There's a lot of uncertainty for the economy, but sticking with top artificial intelligence (AI) companies still seems like a good investment. The productivity gains from adopting this technology will continue to attract investment by leading companies and drive returns for investors over the next decade.
Amazon (AMZN 1.35%) and Meta Platforms (META 2.65%) are two leading tech companies that are well positioned to benefit from AI. Here's how these companies are benefiting from this technology and why it could benefit their share prices over the long term.
Shares of Amazon have fallen 31% from recent highs. Tariffs and the resulting higher prices for imported goods could hurt consumer demand for the leading online retailer. But the near-term pressure on retail sales could pale in comparison to the opportunities to reduce costs and grow profits with AI.
Last year, Amazon's revenue grew 11% to reach $638 billion, mostly driven by double-digit growth in non-retail services including Amazon Web Services and advertising. Its net income nearly doubled to $59 billion.

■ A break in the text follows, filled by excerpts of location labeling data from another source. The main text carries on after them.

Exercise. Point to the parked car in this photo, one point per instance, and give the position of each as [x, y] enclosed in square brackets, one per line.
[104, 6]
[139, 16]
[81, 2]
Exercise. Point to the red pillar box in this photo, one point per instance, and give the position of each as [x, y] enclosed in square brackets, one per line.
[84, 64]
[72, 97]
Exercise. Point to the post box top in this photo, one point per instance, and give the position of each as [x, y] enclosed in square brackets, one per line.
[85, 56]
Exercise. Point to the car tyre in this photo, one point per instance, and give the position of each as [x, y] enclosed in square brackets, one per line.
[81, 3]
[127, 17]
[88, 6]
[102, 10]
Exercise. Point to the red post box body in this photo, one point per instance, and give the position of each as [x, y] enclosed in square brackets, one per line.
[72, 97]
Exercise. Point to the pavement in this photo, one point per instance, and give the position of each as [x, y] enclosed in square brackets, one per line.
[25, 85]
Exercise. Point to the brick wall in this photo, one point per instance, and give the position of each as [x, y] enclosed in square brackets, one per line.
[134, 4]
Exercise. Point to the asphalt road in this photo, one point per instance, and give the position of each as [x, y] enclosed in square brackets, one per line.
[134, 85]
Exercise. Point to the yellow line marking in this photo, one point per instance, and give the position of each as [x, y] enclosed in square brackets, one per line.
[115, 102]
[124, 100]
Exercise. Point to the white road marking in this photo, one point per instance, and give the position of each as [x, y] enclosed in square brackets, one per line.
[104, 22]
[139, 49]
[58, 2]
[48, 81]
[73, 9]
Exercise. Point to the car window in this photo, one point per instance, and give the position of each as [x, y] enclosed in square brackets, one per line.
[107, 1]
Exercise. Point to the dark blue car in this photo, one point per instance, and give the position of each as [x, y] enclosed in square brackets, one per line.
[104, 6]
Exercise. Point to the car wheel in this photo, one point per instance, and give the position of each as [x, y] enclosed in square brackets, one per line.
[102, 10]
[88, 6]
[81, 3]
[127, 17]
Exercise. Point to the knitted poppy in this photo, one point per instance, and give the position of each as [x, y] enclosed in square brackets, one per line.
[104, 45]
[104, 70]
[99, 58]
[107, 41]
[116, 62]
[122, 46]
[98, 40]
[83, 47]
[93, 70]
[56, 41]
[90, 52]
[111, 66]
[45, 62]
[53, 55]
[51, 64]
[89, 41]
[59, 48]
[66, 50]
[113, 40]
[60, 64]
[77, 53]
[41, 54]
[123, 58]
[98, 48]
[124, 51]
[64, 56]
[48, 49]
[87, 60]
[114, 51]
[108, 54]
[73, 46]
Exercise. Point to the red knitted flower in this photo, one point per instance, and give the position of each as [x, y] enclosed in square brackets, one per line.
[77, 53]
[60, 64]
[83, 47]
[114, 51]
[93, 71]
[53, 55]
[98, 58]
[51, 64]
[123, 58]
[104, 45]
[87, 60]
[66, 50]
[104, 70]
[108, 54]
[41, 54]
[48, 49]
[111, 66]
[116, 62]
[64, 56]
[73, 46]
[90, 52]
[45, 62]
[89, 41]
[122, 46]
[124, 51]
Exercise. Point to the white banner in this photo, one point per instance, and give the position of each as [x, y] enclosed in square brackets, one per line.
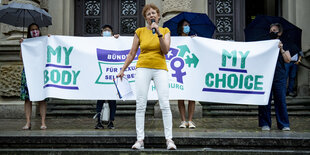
[200, 69]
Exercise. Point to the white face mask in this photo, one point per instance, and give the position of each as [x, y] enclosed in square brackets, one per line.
[35, 33]
[106, 34]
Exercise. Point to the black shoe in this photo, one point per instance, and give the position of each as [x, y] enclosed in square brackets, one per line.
[111, 125]
[292, 94]
[99, 126]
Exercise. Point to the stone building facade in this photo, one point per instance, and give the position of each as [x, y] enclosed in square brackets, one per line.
[64, 14]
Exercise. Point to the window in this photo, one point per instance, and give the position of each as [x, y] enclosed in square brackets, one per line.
[123, 15]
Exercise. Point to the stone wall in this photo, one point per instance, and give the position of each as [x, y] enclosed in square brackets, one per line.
[10, 63]
[10, 78]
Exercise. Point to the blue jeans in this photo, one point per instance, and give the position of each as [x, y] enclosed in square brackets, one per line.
[112, 106]
[291, 71]
[278, 92]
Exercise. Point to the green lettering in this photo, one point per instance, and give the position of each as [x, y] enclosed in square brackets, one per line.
[240, 81]
[247, 83]
[65, 77]
[46, 78]
[75, 75]
[55, 76]
[232, 81]
[183, 50]
[51, 51]
[208, 81]
[256, 83]
[225, 54]
[218, 80]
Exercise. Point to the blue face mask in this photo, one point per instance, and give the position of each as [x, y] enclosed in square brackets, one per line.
[186, 29]
[106, 34]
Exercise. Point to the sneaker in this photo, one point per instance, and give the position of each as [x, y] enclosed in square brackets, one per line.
[292, 94]
[139, 145]
[99, 126]
[191, 125]
[286, 129]
[265, 128]
[111, 125]
[170, 145]
[183, 124]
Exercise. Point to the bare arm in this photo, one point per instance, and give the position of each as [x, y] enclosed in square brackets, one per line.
[20, 53]
[131, 55]
[286, 54]
[164, 42]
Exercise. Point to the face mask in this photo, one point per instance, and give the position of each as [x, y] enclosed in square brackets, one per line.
[186, 29]
[273, 35]
[106, 34]
[35, 33]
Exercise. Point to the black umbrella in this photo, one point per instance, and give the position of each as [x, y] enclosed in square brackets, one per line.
[200, 24]
[20, 14]
[258, 29]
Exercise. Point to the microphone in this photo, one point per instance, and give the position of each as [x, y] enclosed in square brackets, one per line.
[153, 29]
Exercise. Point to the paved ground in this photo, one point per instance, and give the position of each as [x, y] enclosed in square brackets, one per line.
[214, 124]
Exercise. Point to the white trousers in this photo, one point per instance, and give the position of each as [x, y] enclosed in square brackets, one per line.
[143, 79]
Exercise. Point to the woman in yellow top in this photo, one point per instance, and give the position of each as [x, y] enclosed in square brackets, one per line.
[151, 65]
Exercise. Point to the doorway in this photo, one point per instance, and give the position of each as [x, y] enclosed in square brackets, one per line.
[261, 7]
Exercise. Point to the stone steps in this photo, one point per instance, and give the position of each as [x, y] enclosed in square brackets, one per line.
[204, 142]
[68, 108]
[298, 106]
[127, 151]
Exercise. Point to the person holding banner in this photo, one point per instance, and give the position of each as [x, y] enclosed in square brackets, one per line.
[278, 89]
[33, 31]
[106, 31]
[183, 30]
[154, 42]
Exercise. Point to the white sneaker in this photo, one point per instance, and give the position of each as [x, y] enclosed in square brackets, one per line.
[139, 145]
[170, 145]
[265, 128]
[191, 125]
[183, 124]
[286, 129]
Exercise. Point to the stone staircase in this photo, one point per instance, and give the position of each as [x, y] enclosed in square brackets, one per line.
[216, 143]
[87, 108]
[298, 106]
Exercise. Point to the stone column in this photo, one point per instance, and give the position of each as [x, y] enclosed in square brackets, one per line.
[297, 13]
[171, 8]
[174, 7]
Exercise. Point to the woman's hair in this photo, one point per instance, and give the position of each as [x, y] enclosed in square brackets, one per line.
[278, 25]
[28, 31]
[107, 26]
[149, 6]
[180, 27]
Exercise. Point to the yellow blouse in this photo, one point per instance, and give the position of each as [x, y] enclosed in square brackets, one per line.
[151, 55]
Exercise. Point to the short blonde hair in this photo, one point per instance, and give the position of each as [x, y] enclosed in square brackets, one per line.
[149, 6]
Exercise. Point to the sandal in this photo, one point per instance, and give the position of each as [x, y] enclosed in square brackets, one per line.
[27, 127]
[43, 127]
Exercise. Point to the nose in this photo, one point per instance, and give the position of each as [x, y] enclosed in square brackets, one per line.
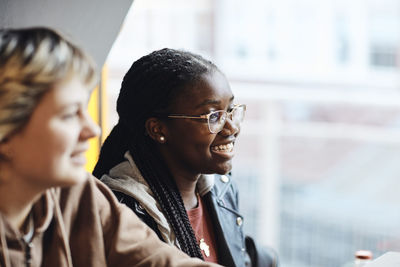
[230, 128]
[89, 127]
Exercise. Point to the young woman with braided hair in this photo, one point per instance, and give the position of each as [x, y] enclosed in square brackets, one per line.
[169, 155]
[52, 212]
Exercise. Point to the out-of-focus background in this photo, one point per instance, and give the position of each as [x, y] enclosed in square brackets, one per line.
[318, 159]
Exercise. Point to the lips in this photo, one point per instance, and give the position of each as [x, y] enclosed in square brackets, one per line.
[223, 147]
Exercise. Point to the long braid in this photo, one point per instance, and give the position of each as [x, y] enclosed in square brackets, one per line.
[147, 88]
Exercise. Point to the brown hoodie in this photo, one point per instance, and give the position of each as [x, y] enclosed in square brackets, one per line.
[84, 225]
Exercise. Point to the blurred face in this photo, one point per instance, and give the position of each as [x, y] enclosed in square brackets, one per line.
[190, 147]
[49, 151]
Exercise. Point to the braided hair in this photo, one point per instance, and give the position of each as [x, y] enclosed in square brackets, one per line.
[150, 86]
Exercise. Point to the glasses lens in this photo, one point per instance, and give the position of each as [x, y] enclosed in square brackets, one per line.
[216, 121]
[238, 114]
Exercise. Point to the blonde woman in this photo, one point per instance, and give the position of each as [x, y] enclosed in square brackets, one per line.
[52, 213]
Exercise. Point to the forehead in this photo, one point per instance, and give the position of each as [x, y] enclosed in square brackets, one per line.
[211, 90]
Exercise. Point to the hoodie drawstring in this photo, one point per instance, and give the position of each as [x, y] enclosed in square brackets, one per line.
[62, 227]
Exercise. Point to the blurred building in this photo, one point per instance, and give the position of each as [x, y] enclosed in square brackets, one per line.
[317, 161]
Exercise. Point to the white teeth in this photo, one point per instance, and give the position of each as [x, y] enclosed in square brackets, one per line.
[223, 148]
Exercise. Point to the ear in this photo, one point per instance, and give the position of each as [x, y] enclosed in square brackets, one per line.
[4, 149]
[156, 129]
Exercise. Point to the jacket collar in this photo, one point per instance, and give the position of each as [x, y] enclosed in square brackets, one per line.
[126, 178]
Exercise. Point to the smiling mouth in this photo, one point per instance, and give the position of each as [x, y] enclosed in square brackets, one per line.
[223, 148]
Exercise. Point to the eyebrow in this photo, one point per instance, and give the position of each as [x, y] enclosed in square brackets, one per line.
[211, 102]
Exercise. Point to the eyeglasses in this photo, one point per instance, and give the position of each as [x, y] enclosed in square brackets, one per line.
[216, 119]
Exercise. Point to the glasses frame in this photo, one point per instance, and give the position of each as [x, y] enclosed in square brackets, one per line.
[207, 116]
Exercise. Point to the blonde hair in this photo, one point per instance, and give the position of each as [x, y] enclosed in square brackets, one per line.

AI is helping Amazon better optimize inventory placement and delivery routes, which are helping reducing costs and boost profits. It also uses robotics to streamline order processing in its warehouses. These are long-term investments that could lead to significant cost savings and earnings growth.
It has been pushing toward same-day delivery for several years, but there is still a lot of room for improvement. Amazon is offering drone deliveries in a few areas with plans to roll it out in more cities over time. It can deliver packages to customers in under an hour. The long-term benefit of achieving faster delivery speeds is higher purchase frequency. More frequent sales lead to higher inventory turnover, which can boost Amazon's cash flow.
Sure, a recession could pressure Amazon's business this year. But the stock is trading at an attractive valuation. Analysts expect the company's earnings to grow at an average annual rate of 20% in the years to come. Investors could see solid gains on their investment from these depressed share prices.
Fears of a recession are also impacting the stocks of leading advertising companies. Instagram owner Meta Platforms has seen its share price fall 15% this year. It's one of the leading digital advertisers, with more than 3.3 billion people using one of its services every day.
The last time the advertising market slowed was 2022, which sent Meta's stock down 64%. The stock has since skyrocketed 311%. Meta can struggle to deliver strong growth when the economy is down, but that's when investors can buy shares at lower prices that undervalue the company's future growth. Meta Platforms is operating in a $700 billion digital ad market.
Meta posted impressive growth last year, with revenue and earnings up 21% and 60%, respectively. This strong performance came during a year when the company launched Meta AI, a highly intelligent assistant that has already been used by more than 700 million people.
Meta is also using AI to more optimally place the right ads in front of users. Meta's Andromeda machine learning system, which it developed in partnership with Nvidia, can analyze millions of ads to find the right one to show on its platforms. The past year has shown how AI can boost engagement across the company's family of apps, while also helping advertisers increase their return on investment and target the right users.
The company's massive user base and solid financials, with net income of $62 billion last year, make this a top tech stock to bet on for the long term. Analysts expect the company's earnings to grow at an average annual rate of 14% in the coming years, yet the stock trades at just 21 times earnings.